In a decision released Friday, NWT Supreme Court Justice John Vertes said the board was correct that Crawford did not have the legal authority to order publicly- funded legal counsel for anyone other than herself.
Groenewegen had taken the MSB's chair, Speaker Sam Gargan, to court last month after the board had denied her request for a publicly-funded lawyer as she pursues her conflict of interest complaint against Premier Don Morin.
However, it appears the judge has put the board -- made up of Gargan, Health Minister Kelvin Ng and MLAs Floyd Roland, Vince Steen and Kevin O'Brien -- on notice that their decision is, at best, a shaky one.
"The fact that the legislature has delegated so much discretion and responsibility to the commissioner suggests to me that it wanted to repose a significant degree of autonomy on the commissioner," he wrote. "Therefore, I think the public might be quite sceptical as to any perceived attempt to limit or second-guess the commissioner in the performance of her duties."
Other parts of the judgement are equally blunt.

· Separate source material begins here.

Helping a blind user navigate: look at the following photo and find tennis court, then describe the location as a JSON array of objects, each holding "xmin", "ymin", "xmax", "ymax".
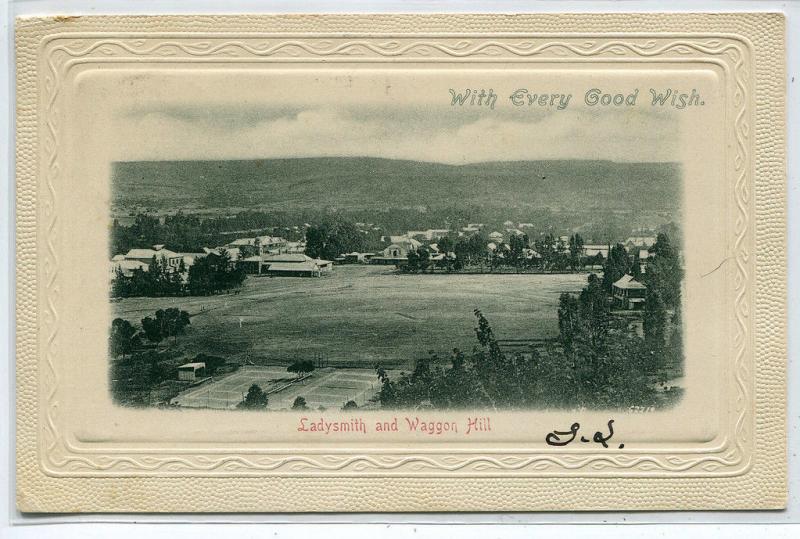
[{"xmin": 170, "ymin": 365, "xmax": 380, "ymax": 410}]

"A common sense of fairness may tell us that if one member of the legislature is provided with funds for his counsel then perhaps another member should be too. But that does not equate to a legal obligation."
The board has agreed to pay the premier's legal expenses due to the inquiry while denying Groenewegen's.

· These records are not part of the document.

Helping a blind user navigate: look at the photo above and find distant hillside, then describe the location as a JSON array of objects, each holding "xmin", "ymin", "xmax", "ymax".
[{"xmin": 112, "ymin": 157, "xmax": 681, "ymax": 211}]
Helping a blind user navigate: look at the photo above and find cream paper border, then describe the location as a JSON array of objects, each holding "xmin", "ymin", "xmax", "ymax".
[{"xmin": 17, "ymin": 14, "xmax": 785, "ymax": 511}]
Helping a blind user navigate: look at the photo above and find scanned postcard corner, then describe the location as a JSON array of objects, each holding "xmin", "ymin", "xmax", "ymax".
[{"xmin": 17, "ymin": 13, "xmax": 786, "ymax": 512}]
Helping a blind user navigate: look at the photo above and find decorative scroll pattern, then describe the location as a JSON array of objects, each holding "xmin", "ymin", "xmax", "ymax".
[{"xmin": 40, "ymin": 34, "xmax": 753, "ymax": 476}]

Vertes even went so far as to issue a declaration -- with which Crawford said she will follow through when interviewed Friday -- that the commissioner has the authority to make a recommendation that the board provide funding for lawyers for those before the upcoming inquiry.
Vertes noted the decision is then the board's, again, to make. However, he noted the following earlier in the judgement:
"It seems to me that the dignity and integrity of the legislature require no less than good and compelling reasons to refuse a request ..."
While MSB deliberations are secret, Vertes reminded the board that the courts, not the MLAs, have the authority to decide what are, or are not, aspects of parliamentary privilege.
"It just seems to me that there is no clearly discernible principle that would elevate the case-by-case decision to fund legal counsel to the lofty level of privilege," he wrote.
Crawford said she would follow the court's advice.
"The office is very dependent on the public's vision of its effectiveness," she said from Iqaluit. "This (Vertes ruling) in many ways enhances the function of the commissioner."
Late Friday, Groenewegen announced she is considering an appeal of Vertes' ruling. She will also be re-approaching the MSB in light of it.
Premier Don Morin would not comment and no member of the MSB could be reached by News/North's deadline.